In operation, there may be a conversation 170 occurring between two or more users via the chat interface 130. For example, the users may be using a text-messaging app to communicate. The AI prompt generator 110 may monitor the conversation to identify the type of incident that is being discussed. There are known conversational analytic techniques that can be used to analyze a conversation and determine the type of incident that is being discussed. The techniques described herein are not dependent on any particular technique being used to identify the incident type.

Once an incident type is identified, the event classifiers associated with that incident type can be identified. For the example described with respect to FIG. 1, assume there is only one event classifier associated with the incident type. A more detailed example, with multiple event classifiers, is described with respect to FIG. 2. Once the incident type, and in this example, the singular event classifier is determined, the event attributes for that event classifier are retrieved.

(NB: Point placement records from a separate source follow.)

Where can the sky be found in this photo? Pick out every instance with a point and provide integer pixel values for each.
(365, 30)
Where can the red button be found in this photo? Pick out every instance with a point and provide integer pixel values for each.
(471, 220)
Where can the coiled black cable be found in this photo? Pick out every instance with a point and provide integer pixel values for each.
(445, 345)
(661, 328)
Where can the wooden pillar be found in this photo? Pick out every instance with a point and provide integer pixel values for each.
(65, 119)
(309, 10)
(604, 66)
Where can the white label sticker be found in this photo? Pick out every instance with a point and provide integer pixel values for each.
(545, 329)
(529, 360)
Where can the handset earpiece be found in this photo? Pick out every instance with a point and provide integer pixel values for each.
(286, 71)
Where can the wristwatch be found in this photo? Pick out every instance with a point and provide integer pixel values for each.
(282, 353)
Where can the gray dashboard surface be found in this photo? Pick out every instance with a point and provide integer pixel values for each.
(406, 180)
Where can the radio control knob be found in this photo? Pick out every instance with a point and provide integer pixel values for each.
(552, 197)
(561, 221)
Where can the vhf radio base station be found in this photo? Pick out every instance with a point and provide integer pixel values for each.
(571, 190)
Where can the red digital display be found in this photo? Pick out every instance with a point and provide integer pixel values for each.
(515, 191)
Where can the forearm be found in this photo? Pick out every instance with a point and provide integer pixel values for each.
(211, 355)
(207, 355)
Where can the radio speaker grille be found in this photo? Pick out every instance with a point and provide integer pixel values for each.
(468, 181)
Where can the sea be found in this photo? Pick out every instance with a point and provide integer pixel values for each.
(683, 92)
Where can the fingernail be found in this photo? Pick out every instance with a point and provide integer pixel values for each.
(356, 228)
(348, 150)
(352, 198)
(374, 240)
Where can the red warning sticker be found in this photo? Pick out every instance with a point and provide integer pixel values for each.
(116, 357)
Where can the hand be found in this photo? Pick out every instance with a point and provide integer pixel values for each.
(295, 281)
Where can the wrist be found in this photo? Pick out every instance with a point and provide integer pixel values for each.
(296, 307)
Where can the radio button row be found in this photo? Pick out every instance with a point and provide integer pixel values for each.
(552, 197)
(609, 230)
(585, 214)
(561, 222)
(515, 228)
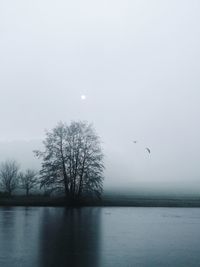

The AI Prompt generator 110 may then monitor the conversation 170 for the presence of the attributes in the conversation. For example, conversation pieces 171, 172, and 173 may be unrelated to the event attributes for the event classifier, and are thus discarded. On the other hand, conversation elements 174 and 175 may map to attributes for this event classifier. For example, if the attribute is an incident location, and the conversation elements 174 and 175 are discussing the incident location, these conversation elements may be included 180 in the prompt generated by the AI prompt generator. In some cases, the AI prompt generator may provide feedback 182 indicating the current strength of the generated prompt as well as providing suggestions for conversation input that may make the generated prompt stronger, and thus more likely to produce a useful response from the Generative AI 120. The AI prompt generator may send the generated prompt to the generative AI for execution to provide a dataset that is usable by the responders to execute the correct workflow. A more detailed example of this process is described with respect to FIG. 2.

FIG. 2 is an example of an AI prompt generator 200 monitoring a conversation between responders to determine event classifiers and attributes to include in a generated prompt according to the techniques described herein.

FIG. 2 depicts a conversation 205 between a dispatcher 208 and a responder 210. Although depicted as a conversation between two people, it should be understood that this is for ease of description only and that the techniques described herein are not so limited. The techniques described herein are suitable for use with any number of conversation participants.

Also, although shown as a conversation being conducted via a text messaging type application, the techniques described herein are not so limited. The conversation could be a voice conversation. The voice conversation could be converted to text using any number of currently available speech-to-text capabilities.

In the present example, the conversation between the dispatcher and the responder may proceed as follows:

• • Dispatcher: Hello, dispatch available to chat. 212
  • Responder: Dispatch, I reached the incident location, 123 Main St., with John. Observed Smoke. Maybe a leak. Need to initiate safety procedure. 214
  • Dispatcher: What kind of leak? Gas? 216
  • Responder: Yes, probably a gas leak. I am not sure. I can check? 218
  • Dispatcher: Probably not hazardous, unless it's thick fume. 220
  • Responder: Noted. It looks thick and yellowish. 222

Using conversational analytics, the AI prompt generator may determine that the incident type is a gas leak. As mentioned above, there are currently available conversational analytics techniques that may be used to identify an incident type from a conversation. In the present example, the presence of the words leak, gas leak, etc. may be used by available conversational analytics to determine the incident type. In some implementations, the incident type may be entered manually. For example, the dispatcher may know the type of incident to which the responder is responding (e.g. the incident is the reason why the responder has been dispatched, etc.). For example, a gas leak incident may have been reported through an emergency phone number, such as 911. What should be understood is that regardless of how determined, there is an incident type associated with the conversation. In the present example, assume the incident type is a gas leak.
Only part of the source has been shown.